During her first season with the circus, Keeler performed under the stage name Little Queen Mab. She appeared on a platform about 3 ft above the floor so audiences could better appreciate her size. She wore a fashionable blue cashmere costume with a short skirt and was exhibited beside Arthur James Caley Goshen, known professionally as Colonel Routh Goshen and billed as the Middlebush Giant, whom Barnum advertised as standing nearly 8 ft tall and weighing more than 600 lb. Keeler's contract stipulated that repeated misbehaviour could void her engagement and deprive her family of an income of $100 a month.

Advertisements described Keeler as "the sweet girl with radiant golden hair", "a microscopic bud of humanity", "a little elf", "a fairy beauty", "a pocket volume of humanity", and "the Indiana Midget". One advertisement joked that "should our little elf ever enter the state of matrimony, she will not prove an expensive wife to dress, for it requires only 1.75 yd of cloth to make her a dress after the most fashionable style."

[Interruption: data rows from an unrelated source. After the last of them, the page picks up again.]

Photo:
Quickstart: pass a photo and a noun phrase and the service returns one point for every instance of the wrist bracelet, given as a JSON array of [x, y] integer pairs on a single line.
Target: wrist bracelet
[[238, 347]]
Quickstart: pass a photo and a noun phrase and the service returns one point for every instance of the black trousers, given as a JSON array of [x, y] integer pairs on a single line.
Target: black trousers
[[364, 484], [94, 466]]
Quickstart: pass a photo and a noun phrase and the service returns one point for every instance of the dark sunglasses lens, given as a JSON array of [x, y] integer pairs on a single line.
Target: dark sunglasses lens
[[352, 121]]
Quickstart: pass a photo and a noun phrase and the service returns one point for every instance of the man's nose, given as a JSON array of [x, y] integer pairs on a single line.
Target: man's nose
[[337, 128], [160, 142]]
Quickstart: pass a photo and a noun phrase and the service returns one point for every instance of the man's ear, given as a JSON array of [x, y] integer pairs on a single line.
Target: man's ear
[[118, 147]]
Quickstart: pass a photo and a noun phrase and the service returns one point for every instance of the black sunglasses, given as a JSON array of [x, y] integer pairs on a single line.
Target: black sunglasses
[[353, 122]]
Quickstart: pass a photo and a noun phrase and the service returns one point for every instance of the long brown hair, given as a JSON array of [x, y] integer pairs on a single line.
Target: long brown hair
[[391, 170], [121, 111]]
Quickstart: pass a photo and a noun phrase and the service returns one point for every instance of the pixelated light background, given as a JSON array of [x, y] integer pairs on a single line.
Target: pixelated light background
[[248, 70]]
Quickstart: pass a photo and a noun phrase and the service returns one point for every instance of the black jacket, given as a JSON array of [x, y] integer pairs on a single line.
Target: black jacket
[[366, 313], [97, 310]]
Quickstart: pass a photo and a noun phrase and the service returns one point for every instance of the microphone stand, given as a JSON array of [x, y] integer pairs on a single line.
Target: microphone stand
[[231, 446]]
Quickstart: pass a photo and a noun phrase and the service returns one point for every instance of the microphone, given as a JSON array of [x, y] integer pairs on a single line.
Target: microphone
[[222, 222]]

In 1879, publicity for Keeler reported that although she was a year older, she had lost more than three pounds. During her years with the circus, she also appeared in commercially produced cartes de visite, including portraits by New York photographer Abraham Bogardus, which were sold as souvenirs.

Keeler remained with Barnum's circus for about six years. By the age of twelve she had outgrown the role of a tiny child performer, bringing her circus career to an end. Her earnings reportedly enabled her father to pay off the family's mortgage and become an independent farmer.
== Death ==
Her obituary, which appeared in the June 18, 1903, issue of the New York Times, stated she died at age twenty-eight from tuberculosis at her residence near Versailles, Indiana, and that she had been in declining health since her teens.